Review: Overlord, an exhilarating horror ride that pays homage to The Thing

American actor Wyatt Russell plays the character of Ford, a veteran hardened to mercy, in the film Overlord. PHOTO: UIP

REVIEW / HORROR-ACTION

OVERLORD (M18)

110 minutes/now showing/4 stars

The story: There was a time when horror was not just about witches, or the devil and his minions, when fans uttered - and still do, with a wistful sigh - the holy names of the masters of all that was gloopy, ghastly and found firmly on this plane of existence: David Cronenberg, Sam Raimi and John Carpenter.

In this exhilarating and suitably gory homage to Carpenter's The Thing (1982), Raimi's The Evil Dead (1981) and Cronenberg's The Fly (1986), the Allied invasion of Europe pits a small American unit against an army of Germans imbued with something more than just National Socialist zeal: the dead or nearly dead that Nazi science has brought back, reinvigorated, unkillable and more than capable of tearing Americans apart with their bare hands.
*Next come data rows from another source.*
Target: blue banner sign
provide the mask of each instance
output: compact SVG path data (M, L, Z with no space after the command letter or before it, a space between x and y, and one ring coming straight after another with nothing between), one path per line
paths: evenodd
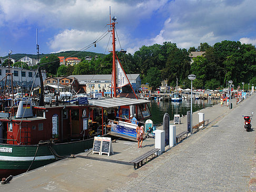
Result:
M136 129L131 127L125 127L114 124L111 125L111 132L123 135L136 139Z
M78 105L88 105L88 99L86 97L77 97Z

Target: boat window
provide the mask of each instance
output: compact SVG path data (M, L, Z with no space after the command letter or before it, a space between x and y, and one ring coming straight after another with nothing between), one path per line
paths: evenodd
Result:
M36 112L36 116L37 117L42 117L44 116L44 112L42 110L38 110Z
M79 120L79 110L78 109L71 110L71 119Z
M150 112L146 104L139 105L139 112L138 112L138 118L144 118L150 116Z
M63 119L67 119L67 110L63 110Z
M8 132L12 132L13 131L13 123L8 123Z
M38 130L44 130L44 124L38 123Z

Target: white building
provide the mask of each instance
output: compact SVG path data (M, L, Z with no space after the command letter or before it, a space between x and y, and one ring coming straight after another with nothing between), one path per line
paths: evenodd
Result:
M28 66L34 66L37 63L36 59L28 57L27 56L22 57L18 61L26 63Z
M21 68L14 67L9 68L7 67L0 67L0 80L3 79L6 73L13 74L13 83L15 89L17 87L22 87L27 90L31 87L35 88L40 85L40 79L36 70L27 70ZM43 81L46 78L46 72L45 70L42 70ZM6 86L11 85L11 77L7 77ZM33 84L34 82L34 84ZM3 88L5 86L5 80L0 82L0 88Z
M141 86L141 80L140 74L127 74L127 77L135 92ZM68 77L75 77L81 86L85 85L86 93L99 92L100 90L110 92L112 75L70 75Z

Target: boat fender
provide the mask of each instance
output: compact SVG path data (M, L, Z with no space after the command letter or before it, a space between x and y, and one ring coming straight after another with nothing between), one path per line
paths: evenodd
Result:
M4 184L6 184L8 183L9 183L9 181L11 181L12 179L13 179L13 176L12 175L10 175L9 177L8 177L7 178L3 178L2 179L2 181L1 181L1 185L4 185Z

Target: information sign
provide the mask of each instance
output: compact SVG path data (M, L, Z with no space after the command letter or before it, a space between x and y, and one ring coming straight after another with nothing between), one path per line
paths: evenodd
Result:
M83 119L83 130L86 130L88 129L88 118L84 118Z
M102 142L101 144L101 155L102 154L107 154L107 156L110 156L110 153L113 154L112 145L111 143L111 138L110 137L102 137Z
M180 124L180 114L174 115L174 124Z
M99 153L99 155L101 155L101 147L102 141L102 137L94 137L94 141L93 142L93 154L96 153Z
M163 126L164 130L165 146L169 145L170 116L165 113L163 118Z
M88 99L86 97L77 97L78 105L88 105Z
M147 119L145 122L145 133L148 133L150 128L153 127L153 122L151 119Z
M58 137L58 115L55 114L53 115L52 118L52 124L53 124L53 128L52 128L52 134L53 134L53 137L55 138Z

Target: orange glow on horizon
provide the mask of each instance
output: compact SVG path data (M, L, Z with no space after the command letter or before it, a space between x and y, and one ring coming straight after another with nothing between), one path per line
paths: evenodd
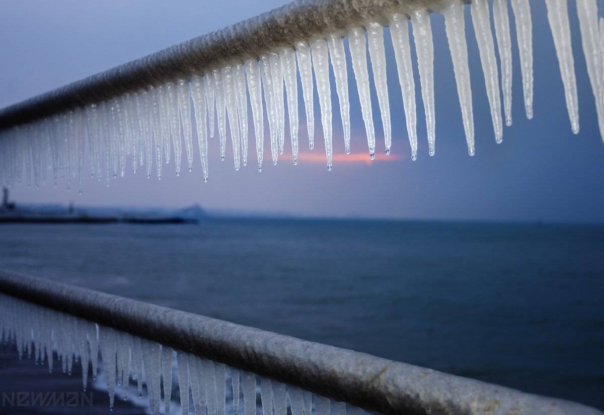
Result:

This project relies on intimate encounters that put viewers close to the grisly stuff, but only after careful character-driven plotting that places people right where they ought to be, instead of where it is convenient for them to either become heroes or victims.

Relative newcomer Julius Avery might be the director here, but J.J. Abrams (Star Trek, 2009; Star Wars: The Force Awakens, 2015) and his Bad Robot production company incubated the movie before placing it in Avery's hands.

The Abrams touch, and his "I love the '80s" vibe, is all here: There is a vulnerable hero in Jovan Adepo's soldier, Boyce, a kid who has to fix his soul before rising to save the day; his mirror image, Ford (Wyatt Russell), a veteran hardened to mercy; one memorable, fully-fleshed villain in German officer Wafner, played by Danish actor Pilou Asbaek and an ensemble of supporting players that includes women and kids.

The action moves from a sky exploding with shrapnel, to a claustrophobic room before moving on to the third-act showdown.

That climax, thankfully, is not a cacophonous digital-effects battle. In keeping with the spirit of the film, the combat is small-scale and personal, but is not any less gripping for it.